Our worst drought ever had been the perfect setting for some awful strong dry winds, which ironically came from the backside of a hurricane making it’s way up Louisiana. The slightest spark set our land ablaze so quickly. And none of us in the hill country had ever experienced this…I have no idea how people live in areas that are affected by wildfires often.
We drove up to the Mansfield Dam to get a view of it. The highway (620) was closed, which was fine, we didn’t want to be in the way. But the Dam gave a view of the helicopters scooping water from the lake then dumping it on the fire.
That same day, the fire in Bastrop started. Along with one on the other side of my parents, in an area called Spicewood. This was the view driving down 620 the next day. These fires were all in Spicewood (the Steiner one had been extinguished).
The next morning, that haze on the horizon from my home in San Antonio was the smoke from the Bastrop fire, which was huge, largely uncontained, and still consuming land quickly.
As I tried to shake the fear that had taken hold while we were in Austin, I looked out my second story window and realized we weren’t safe in San Antonio, either.

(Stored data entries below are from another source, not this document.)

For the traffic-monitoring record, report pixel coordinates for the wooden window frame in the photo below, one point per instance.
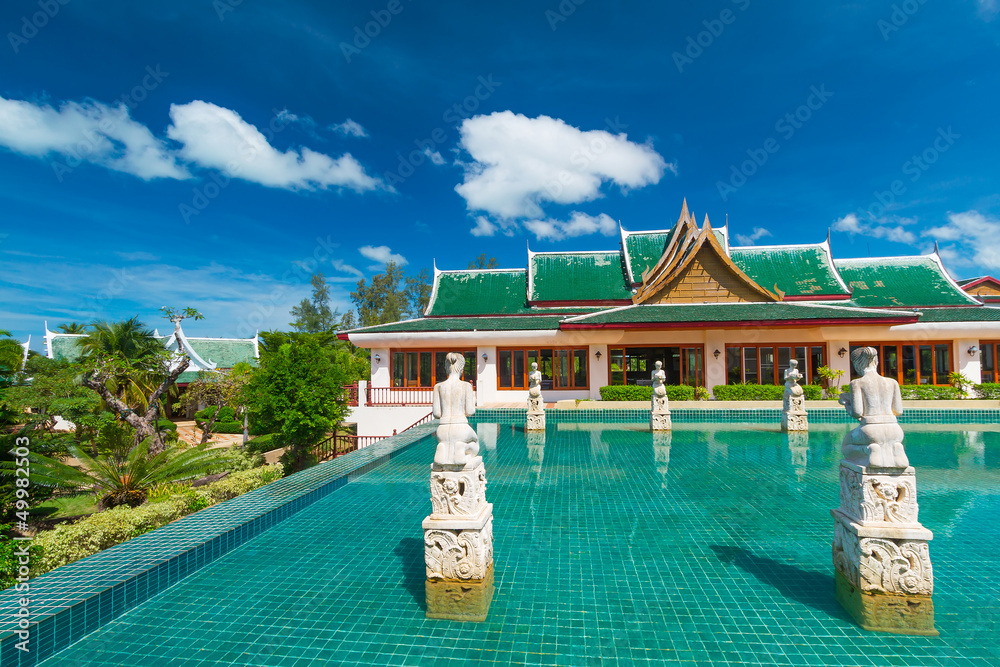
(681, 347)
(778, 380)
(538, 349)
(434, 378)
(916, 344)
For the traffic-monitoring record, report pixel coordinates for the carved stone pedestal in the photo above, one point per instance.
(458, 543)
(884, 575)
(659, 414)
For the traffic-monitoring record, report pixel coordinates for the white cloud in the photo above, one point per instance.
(484, 227)
(138, 256)
(896, 233)
(349, 128)
(346, 268)
(433, 156)
(975, 238)
(382, 254)
(87, 131)
(519, 163)
(579, 224)
(217, 138)
(988, 9)
(757, 234)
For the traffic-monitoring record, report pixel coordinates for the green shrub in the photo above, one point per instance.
(988, 390)
(632, 392)
(71, 542)
(929, 392)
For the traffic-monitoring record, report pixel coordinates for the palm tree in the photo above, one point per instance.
(122, 475)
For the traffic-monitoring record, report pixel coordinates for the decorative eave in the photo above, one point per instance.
(683, 247)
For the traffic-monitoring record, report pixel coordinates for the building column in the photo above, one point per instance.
(715, 369)
(381, 373)
(486, 375)
(599, 376)
(840, 363)
(968, 365)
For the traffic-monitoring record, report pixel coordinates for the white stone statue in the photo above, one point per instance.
(659, 418)
(793, 414)
(875, 400)
(454, 401)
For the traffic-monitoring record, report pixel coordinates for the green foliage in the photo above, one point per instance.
(10, 560)
(296, 393)
(71, 542)
(632, 392)
(762, 392)
(929, 392)
(989, 390)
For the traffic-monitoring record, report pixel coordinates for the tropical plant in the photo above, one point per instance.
(120, 474)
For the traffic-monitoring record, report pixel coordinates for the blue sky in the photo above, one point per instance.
(212, 153)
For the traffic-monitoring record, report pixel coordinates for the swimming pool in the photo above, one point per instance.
(613, 545)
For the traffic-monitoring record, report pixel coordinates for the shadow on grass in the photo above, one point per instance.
(812, 589)
(410, 551)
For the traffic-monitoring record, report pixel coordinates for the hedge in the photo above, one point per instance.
(762, 392)
(929, 392)
(988, 390)
(633, 392)
(71, 542)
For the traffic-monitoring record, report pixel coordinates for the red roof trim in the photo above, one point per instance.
(595, 302)
(738, 323)
(819, 297)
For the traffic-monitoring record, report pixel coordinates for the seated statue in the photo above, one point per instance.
(793, 392)
(876, 401)
(454, 400)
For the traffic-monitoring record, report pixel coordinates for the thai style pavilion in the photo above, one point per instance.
(714, 313)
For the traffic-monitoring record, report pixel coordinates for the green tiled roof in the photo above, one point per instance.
(643, 250)
(429, 324)
(501, 292)
(577, 276)
(225, 353)
(729, 312)
(967, 314)
(796, 270)
(907, 282)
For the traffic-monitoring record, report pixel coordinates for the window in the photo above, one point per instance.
(425, 368)
(635, 365)
(927, 363)
(561, 368)
(766, 364)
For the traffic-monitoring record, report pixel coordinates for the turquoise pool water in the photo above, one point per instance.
(612, 547)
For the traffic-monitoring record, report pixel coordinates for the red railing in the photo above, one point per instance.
(400, 395)
(351, 390)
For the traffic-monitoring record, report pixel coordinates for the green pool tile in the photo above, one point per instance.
(604, 555)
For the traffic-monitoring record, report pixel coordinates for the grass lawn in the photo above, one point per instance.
(63, 506)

This fire was in Camp Bullis, 3 miles from my home.
It was extinguished fairly quickly and as you can tell by the plume going straight up, the winds had died down, which made containing it so much more possible!
The military covered the area with water and fire retardant the next day, just to be safe. The problem with our drought is that the fires would go underground, to the roots of the trees, and keep smoldering, just waiting for a little wind to send them aflame again.
And aflame they went, again, the second day…
Can you see the airplane in the picture below, dumping the retardant?
Thankfully it didn’t burn any structures, just land. As they were managing to put it out, this was the draw back shot, to show how very much smoke it had produced.
We’re still in a drought, 5 months later, but last month we received 8 inches of rain, and I don’t find myself surveying the horizon anymore. But what a scary time!